Figure 1-4 Foxglove plant. This beautiful wild flowering plant is commonly known as foxglove, but its scientific name is Digitalis lanata. The drug digitalis (which is no longer in use) came from this plant, as does the modern drug digoxin (Lanoxin), which is used to treat congestive heart failure.
Herbs have been a part of all cultures for centuries and have been mentioned frequently in literature. Henbane, a very toxic herb, was supposed to have been the poison that Claudius used to kill his brother, Hamlet’s father. “Henbane should not be confused with wolfsbane. Students of literature know wolfsbane to be useful as a vampire repellant (Dracula, 1897); however, we should point out that double-blind studies demonstrating the effectiveness of this plant have not as yet been conducted.” (Michael C. Gerald, Pharmacology: An Introduction to Drugs, 2nd ed. Englewood Cliffs, NJ: Prentice Hall, 1981, p. 149, out of print.)
Figure 1-7 Cocaine in a common drug. This 1885 advertisement was for the drug Cocaine Toothache Drops. It was not known at that time that cocaine was a highly addictive drug. Children as well as adults became addicted to this drug. National Library of Medicine.
Because of its devastating adverse effects in unborn children, thalidomide would have been relegated to an obscure footnote in medical history, but in 1997 it was discovered to be a useful drug in treating cancer, AIDS, and leprosy. The potential adverse effects of this drug are so great that it is only considered as a viable treatment option for these life-threatening diseases.
The FDA regulates the use of thalidomide in two ways: (1) by limiting the number of physicians who can prescribe it and (2) by requiring women taking the drug not to have sexual intercourse or to use two forms of birth control (so that there is virtually no risk of them giving birth to a child with phocomelia).
Thalidomide is now an official prescription drug used to treat multiple myeloma, leprosy, graft-versus-host disease, and several types of cancers. It is also officially recognized as an orphan drug that is used to treat wasting syndrome from HIV, as well as Crohn’s disease.
Figure 1-8 Dietary supplements. Dietary supplements, such as vitamins, minerals, and herbs, are manufactured in tablets and capsules that resemble prescription and over-the-counter drugs.
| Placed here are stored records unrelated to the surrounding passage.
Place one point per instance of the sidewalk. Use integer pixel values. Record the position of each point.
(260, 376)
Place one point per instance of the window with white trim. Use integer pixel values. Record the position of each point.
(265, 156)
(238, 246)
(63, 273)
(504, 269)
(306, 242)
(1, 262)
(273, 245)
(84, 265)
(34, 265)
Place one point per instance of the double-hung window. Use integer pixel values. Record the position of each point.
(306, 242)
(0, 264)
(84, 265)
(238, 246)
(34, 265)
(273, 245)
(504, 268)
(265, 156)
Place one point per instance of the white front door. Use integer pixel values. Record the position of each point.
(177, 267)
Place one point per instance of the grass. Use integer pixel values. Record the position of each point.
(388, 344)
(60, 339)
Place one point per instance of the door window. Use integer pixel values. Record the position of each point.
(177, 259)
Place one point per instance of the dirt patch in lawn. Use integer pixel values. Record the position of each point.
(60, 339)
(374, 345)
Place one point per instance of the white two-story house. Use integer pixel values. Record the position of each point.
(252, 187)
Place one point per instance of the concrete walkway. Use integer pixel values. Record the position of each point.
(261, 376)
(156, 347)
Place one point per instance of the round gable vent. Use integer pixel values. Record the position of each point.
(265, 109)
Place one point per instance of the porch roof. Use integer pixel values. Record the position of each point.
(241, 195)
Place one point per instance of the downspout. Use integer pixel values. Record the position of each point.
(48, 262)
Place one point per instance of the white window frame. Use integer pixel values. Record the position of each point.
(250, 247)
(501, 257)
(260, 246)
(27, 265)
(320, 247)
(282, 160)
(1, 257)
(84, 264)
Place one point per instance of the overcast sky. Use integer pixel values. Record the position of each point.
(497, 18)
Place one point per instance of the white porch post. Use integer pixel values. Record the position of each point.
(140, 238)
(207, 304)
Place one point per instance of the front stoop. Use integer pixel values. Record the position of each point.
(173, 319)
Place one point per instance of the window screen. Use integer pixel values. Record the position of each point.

However, the bottle label clearly states “Dietary Supplement,” and the reverse side of the bottle provides information under the heading of “Supplement Facts.”
Figure 1-9 Controlled substance symbol. The capital C stands for controlled substance. The number written inside (always a Roman numeral) indicates the assigned schedule. It is important to remember that a C with the Roman numeral IV inside it does not mean that the drug is to be given by the intravenous (I.V.) route; it means that the drug is a Schedule IV controlled substance.
Figure 1-10 Schedule II drug. OxyContin is a prescription drug that is used to treat severe pain. It is also a popular drug of abuse. Because it is a Schedule II drug—see the symbol on the label—it has a high potential for addiction. The drug bottle is sitting on a blue pill-counting tray in the pharmacy. This tray helps the pharmacist accurately count out the exact number of tablets specified in the patient’s prescription. The logo in the center of the tray reminds the pharmacist to “Check, Counsel, Communicate.” Getty Images, Inc.
There has been a longstanding debate over whether marijuana (a Schedule I drug) should be legally available to treat patients with certain medical conditions. In 1996, voters in California passed Proposition 215 to allow seriously ill patients to use marijuana if approved by their primary care physician. Eight other states passed similar laws.
However, the federal law that prohibits the manufacturing and distribution of marijuana supersedes individual state laws. In November 2000, the U.S. Supreme Court agreed to hear a case that sought an exemption from the federal law for cases of medical necessity. The American Medical Association (AMA) advised that marijuana did provide medical benefit to patients with certain conditions, and many other groups supported the legalization of marijuana to varying degrees.
In May 2001, however, the Supreme Court issued a decision that federal drug laws that ban the manufacture and distribution of marijuana allow for no exceptions, even for medical necessity. Despite this ruling, many patients do use the marijuana plant to treat themselves.
Of note is that the main active ingredient in marijuana is available as the prescription drug dronabinol (Marinol). It is a Schedule III drug and is used to treat nausea and vomiting caused by chemotherapy and to stimulate the appetite in patients with HIV.